Like most of Dashiell Hammett's detective characters, Sam Spade is a man with no specific past, just a job to do and an amoral code of ethics that drives him to get it done. Hammett himself said:
"Spade has no original. He is a dream man in the sense that he is what most of the private detectives I worked with would like to have been and in their cockier moments thought they approached. For your private detective does not or did not ten years ago when he was my colleague want to be an erudite solver of riddles in the Sherlock Holmes manner; he wants to be a hard and shifty fellow, able to take care of himself in any situation, able to get the best of anybody he comes in contact with, whether criminal, innocent by-stander or client."

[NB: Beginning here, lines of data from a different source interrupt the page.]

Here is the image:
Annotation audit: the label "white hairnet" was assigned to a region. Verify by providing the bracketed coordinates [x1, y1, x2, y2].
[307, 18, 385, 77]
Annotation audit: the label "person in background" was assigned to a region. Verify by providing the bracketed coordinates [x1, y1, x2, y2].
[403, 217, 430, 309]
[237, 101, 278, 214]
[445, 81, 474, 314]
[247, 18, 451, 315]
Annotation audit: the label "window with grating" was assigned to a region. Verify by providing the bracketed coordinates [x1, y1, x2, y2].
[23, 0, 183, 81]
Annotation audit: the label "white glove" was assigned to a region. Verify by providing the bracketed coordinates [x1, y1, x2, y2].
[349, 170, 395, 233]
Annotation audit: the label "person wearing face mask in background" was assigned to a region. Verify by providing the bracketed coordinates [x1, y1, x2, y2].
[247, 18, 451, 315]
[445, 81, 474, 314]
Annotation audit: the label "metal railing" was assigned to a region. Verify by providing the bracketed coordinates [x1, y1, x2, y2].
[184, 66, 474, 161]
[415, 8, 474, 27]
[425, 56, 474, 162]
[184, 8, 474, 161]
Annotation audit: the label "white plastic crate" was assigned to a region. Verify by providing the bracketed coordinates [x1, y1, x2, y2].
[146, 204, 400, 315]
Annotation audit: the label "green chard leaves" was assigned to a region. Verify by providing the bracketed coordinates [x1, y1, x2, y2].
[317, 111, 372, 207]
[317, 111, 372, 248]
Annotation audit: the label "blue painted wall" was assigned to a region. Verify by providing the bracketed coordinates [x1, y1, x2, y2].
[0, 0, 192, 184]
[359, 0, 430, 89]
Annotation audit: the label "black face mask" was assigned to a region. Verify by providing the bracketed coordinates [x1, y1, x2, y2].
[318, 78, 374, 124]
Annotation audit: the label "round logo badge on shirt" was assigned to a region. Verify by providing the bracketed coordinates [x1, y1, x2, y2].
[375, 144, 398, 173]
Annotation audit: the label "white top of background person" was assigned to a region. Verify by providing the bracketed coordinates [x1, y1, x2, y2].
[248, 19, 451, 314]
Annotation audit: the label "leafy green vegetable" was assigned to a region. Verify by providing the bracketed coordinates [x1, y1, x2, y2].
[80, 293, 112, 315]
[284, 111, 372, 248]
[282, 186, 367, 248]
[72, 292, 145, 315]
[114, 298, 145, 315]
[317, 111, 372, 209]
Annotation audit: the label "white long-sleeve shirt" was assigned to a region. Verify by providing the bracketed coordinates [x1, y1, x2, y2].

Unlike Hammett's most frequently used character, the unnamed "Continental Op," Spade works for himself, does not always get along with the police, and appears to have some appeal for the opposite sex.
In the novel, Sam Spade gives us an unintentional insight into himself (and, some have suggested, into Hammett) during a lengthy parable narrated to Brigid O'Shaughnessy (AKA Wonderly and LaBlanc). He tells her about a case he was hired to investigate - the disappearance of a man called Flitcraft. Flitcraft had been a respectable middle class husband and father, but one day abandoned his wife in Tacoma without explanation. Spade finds Flitcraft in Spokane, where he has a new wife and a very similar life to the one he left in the previous city. He explains to Spade that he had a moment of revelation the day he left when walking to lunch, as a large steel girder fell from a construction site and nearly killed him:
"He was more shocked than really frightened. He felt as if someone had taken the lid off his life and let him look at the works."
Spade says that Flitcraft realized that he had been "a good citizen and a good husband and father, not by any compulsion, but simply because he was a man who was most comfortable in step with his surroundings...The life he knew was a clean, orderly, sane, responsible affair. Now a falling beam had shown him that life was fundamentally none of these things...What disturbed him was the discovery that in sensibly ordering his affairs he had got out of step, and not into step, with life." The irony, Spade explains, is that, after coming to this moment of self-understanding, Flitcraft had wandered off to "find himself," only to return to a life very much like the one he abandoned. "He adjusted himself to beams falling, and then no more of them fell, and he adjusted himself to their not falling." For Sam Spade, life is a kind of con-game, which each person plays on him- or herself, and moments of transcendant understanding are only momentary jogs in a machine which otherwise functions almost completely on automatic.